HESI LPN
HESI Pediatrics Quizlet
1. What explanation should the nurse provide to the parents of a 6-month-old infant diagnosed with cystic fibrosis?
- A. It is a condition affecting the respiratory and digestive systems.
- B. It is an autoimmune disorder affecting multiple organs.
- C. It is a genetic disorder that can be managed with medication.
- D. It is a condition caused by prenatal exposure to toxins.
Correct answer: A
Rationale: The correct answer is A. Cystic fibrosis is a genetic disorder that primarily affects the respiratory and digestive systems. It results in the production of thick, sticky mucus that can clog the lungs and obstruct the pancreas. This explanation is crucial for parents to understand the impact of the condition on their child's health. Choice B is incorrect because cystic fibrosis is not an autoimmune disorder. Choice C is partially correct in that cystic fibrosis is a genetic disorder, but it requires a comprehensive management approach beyond just medication. Choice D is incorrect as cystic fibrosis is not caused by prenatal exposure to toxins but rather by inheriting specific genetic mutations.
2. A child with a diagnosis of asthma is being evaluated for medication management. What is an important assessment for the nurse to perform?
- A. Assess the child's sleep patterns
- B. Assess the child's dietary intake
- C. Assess the child's academic performance
- D. Assess the child's behavior at home
Correct answer: B
Rationale: Assessing the child's dietary intake is crucial in managing asthma as certain foods can trigger or worsen symptoms. Monitoring dietary habits helps identify any potential triggers and ensures proper nutrition, which can impact asthma control. Assessing sleep patterns, academic performance, or behavior at home may provide valuable information in a general health assessment, but when specifically managing asthma, dietary intake assessment is the most relevant.
3. The nurse is assessing a 3-year-old boy whose parents brought him to the clinic when they noticed that the right side of his abdomen was swollen. What finding would suggest this child has a neuroblastoma?
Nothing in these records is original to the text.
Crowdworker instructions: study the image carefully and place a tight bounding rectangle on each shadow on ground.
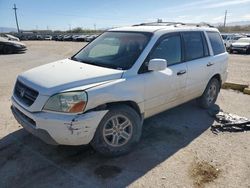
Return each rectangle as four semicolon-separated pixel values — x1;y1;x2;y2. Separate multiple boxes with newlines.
0;101;213;187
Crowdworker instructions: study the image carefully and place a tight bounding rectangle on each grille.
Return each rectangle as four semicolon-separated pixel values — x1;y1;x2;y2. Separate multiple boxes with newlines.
11;106;36;127
14;81;39;106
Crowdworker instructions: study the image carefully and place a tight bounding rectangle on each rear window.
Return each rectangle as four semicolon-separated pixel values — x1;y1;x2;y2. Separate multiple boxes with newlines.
183;32;207;61
207;32;225;55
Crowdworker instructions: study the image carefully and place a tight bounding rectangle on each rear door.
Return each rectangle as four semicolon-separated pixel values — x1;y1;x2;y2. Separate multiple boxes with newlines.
206;31;228;82
181;31;212;100
141;33;187;117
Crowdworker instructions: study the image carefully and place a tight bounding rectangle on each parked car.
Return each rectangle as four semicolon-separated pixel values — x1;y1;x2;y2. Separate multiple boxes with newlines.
222;34;243;49
0;37;26;54
36;35;44;40
72;35;79;41
55;35;63;41
229;37;250;54
63;35;72;41
44;35;52;40
11;23;228;156
1;34;20;41
76;35;89;42
85;35;97;42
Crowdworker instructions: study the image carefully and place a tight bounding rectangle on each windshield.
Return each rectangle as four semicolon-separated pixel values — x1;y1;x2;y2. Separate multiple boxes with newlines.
221;35;227;40
237;38;250;43
72;32;151;70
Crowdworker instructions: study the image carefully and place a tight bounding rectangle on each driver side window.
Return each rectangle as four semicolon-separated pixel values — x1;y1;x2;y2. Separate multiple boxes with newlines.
150;35;181;66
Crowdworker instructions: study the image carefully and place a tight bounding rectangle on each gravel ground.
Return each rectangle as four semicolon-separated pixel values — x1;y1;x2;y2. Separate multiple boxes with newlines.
0;41;250;188
227;54;250;86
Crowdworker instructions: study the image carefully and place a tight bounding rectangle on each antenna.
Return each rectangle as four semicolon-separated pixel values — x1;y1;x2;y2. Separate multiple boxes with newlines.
13;4;20;33
224;10;227;27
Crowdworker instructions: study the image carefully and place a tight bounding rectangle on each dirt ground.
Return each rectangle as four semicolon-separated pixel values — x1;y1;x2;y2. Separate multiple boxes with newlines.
0;41;250;188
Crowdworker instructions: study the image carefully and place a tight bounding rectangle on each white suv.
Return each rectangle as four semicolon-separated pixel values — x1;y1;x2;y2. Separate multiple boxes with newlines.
11;23;228;156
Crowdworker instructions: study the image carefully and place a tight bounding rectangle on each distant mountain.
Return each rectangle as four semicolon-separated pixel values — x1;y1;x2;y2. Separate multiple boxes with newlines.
227;21;250;26
212;21;250;26
0;27;17;33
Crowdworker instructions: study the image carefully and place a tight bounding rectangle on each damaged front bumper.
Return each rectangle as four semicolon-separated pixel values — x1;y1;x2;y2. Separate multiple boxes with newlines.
11;99;108;145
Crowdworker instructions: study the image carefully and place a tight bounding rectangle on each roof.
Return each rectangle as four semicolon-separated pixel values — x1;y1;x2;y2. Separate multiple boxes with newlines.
109;22;218;33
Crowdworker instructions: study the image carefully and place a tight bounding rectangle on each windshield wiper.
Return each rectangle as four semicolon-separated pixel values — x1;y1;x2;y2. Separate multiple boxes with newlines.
78;60;123;70
70;57;81;62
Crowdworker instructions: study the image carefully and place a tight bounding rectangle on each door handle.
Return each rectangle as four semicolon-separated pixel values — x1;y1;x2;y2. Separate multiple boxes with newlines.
207;62;214;67
177;70;186;76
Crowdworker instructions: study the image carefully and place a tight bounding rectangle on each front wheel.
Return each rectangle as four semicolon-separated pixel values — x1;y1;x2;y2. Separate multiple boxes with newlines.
91;105;142;157
197;78;220;108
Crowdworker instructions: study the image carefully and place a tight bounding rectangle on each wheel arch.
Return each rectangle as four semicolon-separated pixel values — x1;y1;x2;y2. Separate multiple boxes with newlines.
92;100;144;120
208;73;222;88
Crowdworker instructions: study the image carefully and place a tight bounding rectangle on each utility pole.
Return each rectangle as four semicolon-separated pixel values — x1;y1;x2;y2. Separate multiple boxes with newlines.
224;10;227;27
13;4;20;33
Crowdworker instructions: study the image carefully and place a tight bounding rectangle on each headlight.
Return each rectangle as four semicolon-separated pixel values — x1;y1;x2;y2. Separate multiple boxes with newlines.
13;44;22;48
43;91;87;113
- A. The child has a maculopapular rash on his palms.
- B. The parents report that their son is vomiting and not eating well.
- C. The parents report that their son is irritable and not gaining weight.
- D. Auscultation reveals wheezing with diminished lung sounds.
Correct answer: B
Rationale: Vomiting and poor appetite can be symptoms of neuroblastoma, a malignancy that affects the adrenal glands and sympathetic nervous system. A maculopapular rash on the palms (Choice A) is not typically associated with neuroblastoma. Irritability and poor weight gain (Choice C) may be non-specific findings and do not specifically point towards neuroblastoma. Auscultation findings of wheezing with diminished lung sounds (Choice D) are more indicative of respiratory conditions rather than neuroblastoma.
4. When teaching a class of new parents about positioning their infants during the first few weeks of life, which position is safest?
- A. On the back, lying flat
- B. On either side, lying flat
- C. Head slightly elevated on the left side
- D. Head slightly elevated on the right side
Correct answer: A
Rationale: The correct answer is A: 'On the back, lying flat'. Placing infants on their back to sleep is recommended to reduce the risk of sudden infant death syndrome (SIDS). This position helps ensure the baby's airway remains clear and reduces the likelihood of suffocation. Choices B, C, and D are not as safe as placing the infant on their back, as they may increase the risk of accidental suffocation or SIDS.
5. A premature infant with respiratory distress syndrome (RDS) receives artificial surfactant. How does the nurse explain surfactant therapy to the parents?
- A. Surfactant improves the ability of your baby’s lungs to exchange oxygen and carbon dioxide.
- B. The drug prevents your baby from requiring excessive sedation.
- C. Surfactant is used to reduce episodes of periodic apnea.
- D. Your baby needs this medication to combat a potential respiratory tract infection.
Correct answer: A
Rationale: The correct answer is A. Surfactant therapy is explained to parents as a treatment that enhances the lungs' ability to exchange oxygen and carbon dioxide. This is essential for premature infants with respiratory distress syndrome (RDS) as it helps improve their respiratory function. Choices B, C, and D are incorrect because surfactant therapy primarily focuses on addressing lung function and is not related to sedation, apnea reduction, or fighting respiratory tract infections.